In BC, the concept that a project owner could be deemed by WorkSafeBC to be an employer is not new. However, owners who have been found liable under the BC Act are not necessarily forced to pay, as WorkSafeBC has discretion to relieve an employer from liability if satisfied that the default was excusable. Similar to the due diligence defences suggested by the Supreme Court, there are defences available to project owners in BC who have taken reasonable and appropriate steps to delegate authority for health and safety to a contractor.
Where an owner has engaged a contractor to do work at its property, they should always seek a clearance letter from WorkSafeBC to avoid potential exposure to premium payments. Even when owners have retained an independent contractor, it is important that they do their due diligence to ensure that the contractor is in good standing with WorkSafeBC. Owners who fail to do so can become jointly liable with the contractor for unpaid WorkSafeBC insurance premiums. Owners can confirm a contractor’s status by getting a clearance letter from WorkSafeBC.

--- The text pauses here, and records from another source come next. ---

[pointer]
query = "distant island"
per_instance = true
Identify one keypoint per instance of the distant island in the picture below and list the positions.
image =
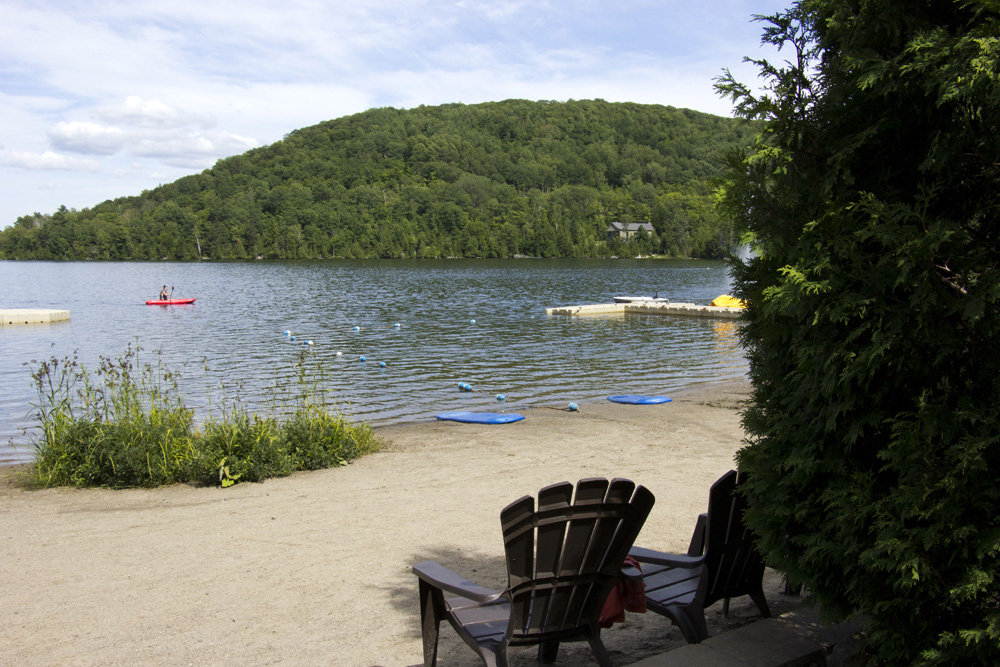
(500, 179)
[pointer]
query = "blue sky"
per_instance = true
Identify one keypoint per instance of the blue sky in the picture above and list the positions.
(105, 99)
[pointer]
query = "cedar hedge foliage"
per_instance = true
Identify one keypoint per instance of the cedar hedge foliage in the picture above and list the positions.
(872, 199)
(486, 180)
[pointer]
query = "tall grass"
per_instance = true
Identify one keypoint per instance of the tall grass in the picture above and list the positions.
(127, 426)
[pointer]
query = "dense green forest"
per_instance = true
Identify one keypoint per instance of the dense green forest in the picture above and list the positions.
(499, 179)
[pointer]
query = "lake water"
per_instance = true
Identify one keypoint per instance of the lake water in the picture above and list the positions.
(231, 340)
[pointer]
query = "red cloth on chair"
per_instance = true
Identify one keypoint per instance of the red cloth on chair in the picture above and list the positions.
(627, 595)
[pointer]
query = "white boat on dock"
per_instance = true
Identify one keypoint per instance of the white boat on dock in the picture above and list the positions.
(640, 299)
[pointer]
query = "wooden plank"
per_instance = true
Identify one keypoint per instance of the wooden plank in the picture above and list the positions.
(19, 316)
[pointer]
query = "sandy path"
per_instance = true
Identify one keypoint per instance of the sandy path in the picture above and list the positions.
(314, 569)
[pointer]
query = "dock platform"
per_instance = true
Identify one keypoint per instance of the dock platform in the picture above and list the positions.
(17, 316)
(647, 308)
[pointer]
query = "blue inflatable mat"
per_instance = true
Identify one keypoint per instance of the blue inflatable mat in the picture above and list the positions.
(480, 417)
(638, 399)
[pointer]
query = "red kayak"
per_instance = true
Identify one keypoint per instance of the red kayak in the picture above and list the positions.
(168, 302)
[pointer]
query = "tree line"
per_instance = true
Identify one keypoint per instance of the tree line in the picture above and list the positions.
(499, 179)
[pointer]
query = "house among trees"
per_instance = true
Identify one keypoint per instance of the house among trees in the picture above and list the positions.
(626, 230)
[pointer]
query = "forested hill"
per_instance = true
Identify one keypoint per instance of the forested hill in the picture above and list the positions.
(486, 180)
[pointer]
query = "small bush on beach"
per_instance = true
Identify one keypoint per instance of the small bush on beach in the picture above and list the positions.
(126, 426)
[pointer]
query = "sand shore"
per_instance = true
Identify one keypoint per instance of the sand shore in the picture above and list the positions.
(314, 569)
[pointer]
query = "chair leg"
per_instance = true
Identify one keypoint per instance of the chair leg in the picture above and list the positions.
(547, 651)
(692, 624)
(431, 607)
(758, 597)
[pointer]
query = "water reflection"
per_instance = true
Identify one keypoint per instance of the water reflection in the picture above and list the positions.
(231, 340)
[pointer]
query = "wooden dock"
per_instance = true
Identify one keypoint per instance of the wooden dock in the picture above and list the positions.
(678, 309)
(17, 316)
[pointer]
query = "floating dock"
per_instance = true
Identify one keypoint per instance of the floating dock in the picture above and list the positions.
(17, 316)
(647, 308)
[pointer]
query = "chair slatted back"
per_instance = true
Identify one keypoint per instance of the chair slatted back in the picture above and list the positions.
(564, 556)
(732, 560)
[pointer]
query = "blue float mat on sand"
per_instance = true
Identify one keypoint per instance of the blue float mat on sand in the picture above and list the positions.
(638, 399)
(480, 417)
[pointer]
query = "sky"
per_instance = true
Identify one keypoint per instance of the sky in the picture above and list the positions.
(100, 99)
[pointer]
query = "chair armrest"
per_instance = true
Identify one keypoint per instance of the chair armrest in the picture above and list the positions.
(670, 560)
(631, 572)
(441, 577)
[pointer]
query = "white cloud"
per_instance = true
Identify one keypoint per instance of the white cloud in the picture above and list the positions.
(149, 87)
(87, 138)
(152, 114)
(48, 161)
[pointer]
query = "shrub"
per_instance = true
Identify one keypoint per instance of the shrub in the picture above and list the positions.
(873, 317)
(128, 427)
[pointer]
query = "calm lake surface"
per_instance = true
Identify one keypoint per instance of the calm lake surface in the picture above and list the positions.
(231, 340)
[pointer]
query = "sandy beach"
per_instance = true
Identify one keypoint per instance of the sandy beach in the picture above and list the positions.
(314, 569)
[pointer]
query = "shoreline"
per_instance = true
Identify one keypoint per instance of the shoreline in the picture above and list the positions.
(315, 568)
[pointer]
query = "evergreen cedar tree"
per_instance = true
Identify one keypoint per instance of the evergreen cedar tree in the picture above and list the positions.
(873, 329)
(499, 179)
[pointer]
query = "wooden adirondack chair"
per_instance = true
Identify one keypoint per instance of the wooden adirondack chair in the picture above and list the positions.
(721, 563)
(563, 558)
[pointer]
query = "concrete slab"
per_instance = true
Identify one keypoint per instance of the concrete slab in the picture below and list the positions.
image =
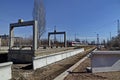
(105, 61)
(5, 71)
(41, 61)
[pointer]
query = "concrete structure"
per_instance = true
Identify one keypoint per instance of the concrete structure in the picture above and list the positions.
(64, 74)
(54, 33)
(41, 61)
(0, 43)
(105, 61)
(5, 71)
(22, 55)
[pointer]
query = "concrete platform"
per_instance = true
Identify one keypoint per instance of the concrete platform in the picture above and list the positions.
(105, 61)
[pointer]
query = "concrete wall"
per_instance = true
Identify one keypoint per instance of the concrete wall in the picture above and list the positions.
(5, 71)
(20, 56)
(41, 61)
(105, 61)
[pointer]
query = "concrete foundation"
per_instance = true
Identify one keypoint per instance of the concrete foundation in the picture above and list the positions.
(41, 61)
(22, 56)
(105, 61)
(5, 71)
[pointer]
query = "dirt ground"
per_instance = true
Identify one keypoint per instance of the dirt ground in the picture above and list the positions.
(23, 72)
(80, 73)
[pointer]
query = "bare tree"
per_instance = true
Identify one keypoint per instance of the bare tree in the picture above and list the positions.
(39, 15)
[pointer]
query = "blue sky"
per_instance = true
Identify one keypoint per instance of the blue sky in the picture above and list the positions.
(85, 18)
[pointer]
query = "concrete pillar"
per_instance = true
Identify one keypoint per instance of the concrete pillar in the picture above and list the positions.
(11, 38)
(49, 40)
(0, 42)
(65, 43)
(35, 36)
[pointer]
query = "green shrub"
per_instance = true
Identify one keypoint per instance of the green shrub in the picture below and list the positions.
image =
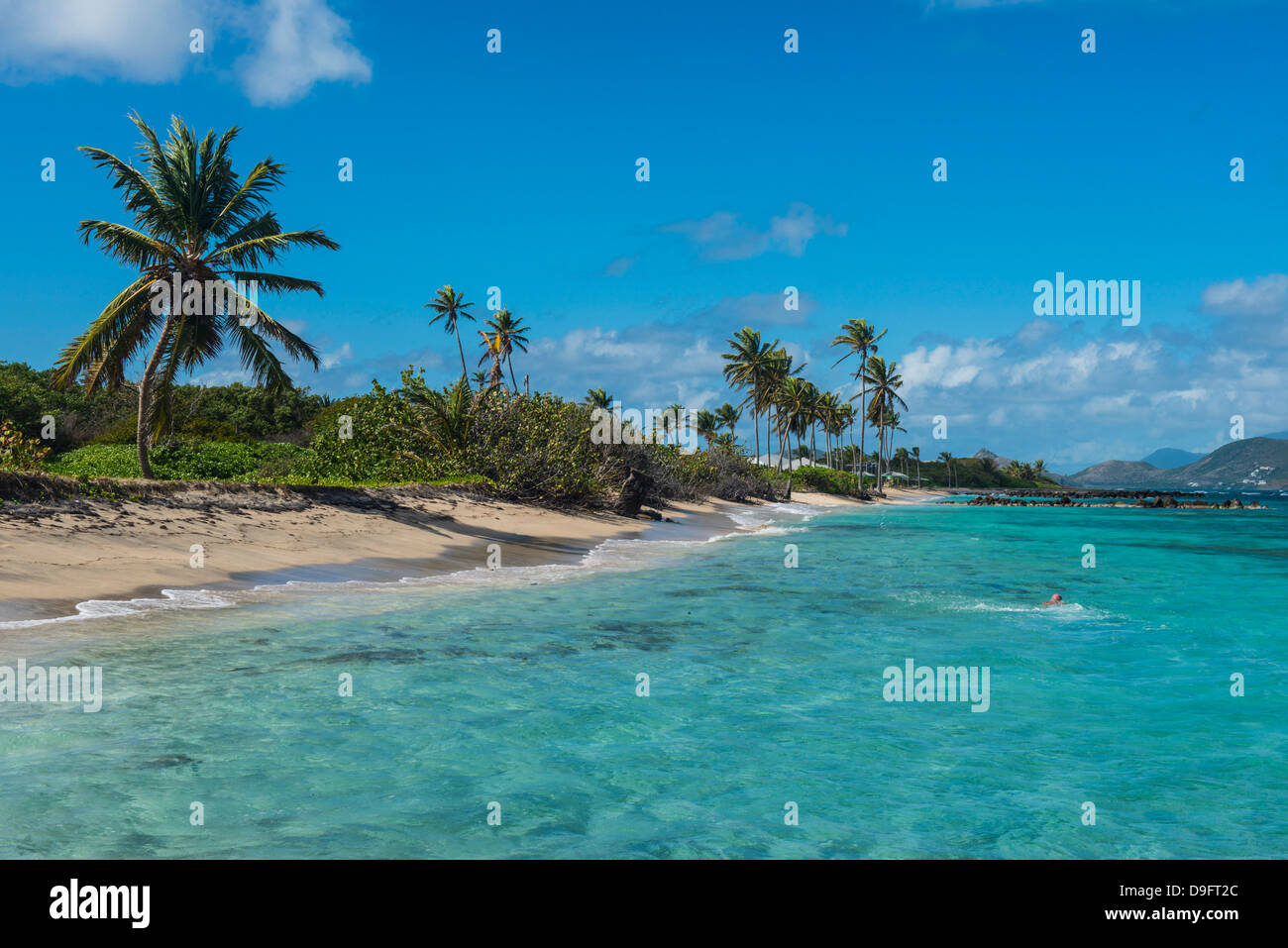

Finally, consider that most forms of CCDC contract provide that the contractor is responsible for construction safety. For example, General Condition 9.4.1 of the CCDC 2 provides:
- 9.4.1 The Contractor shall be responsible for establishing, initiating, maintaining, and supervising all health and safety precautions and programs in connection with the performance of the Work in accordance with the applicable health and safety legislation.
This General Condition establishes that the contractor is solely responsible for construction safety at the project. That responsibility, however, may differ where the owner engages other contractors under separate contracts or employs own forces to perform work. The owner and its consultants also must abide by safety regulations at the site. There is nuance to workplace safety, and when in doubt, and particularly when deviating from the traditional general contracting delivery method, seek legal advice to ensure compliance and make sure you understand your obligations and exposure to risk and liability in the context of the selected contracting and project delivery model.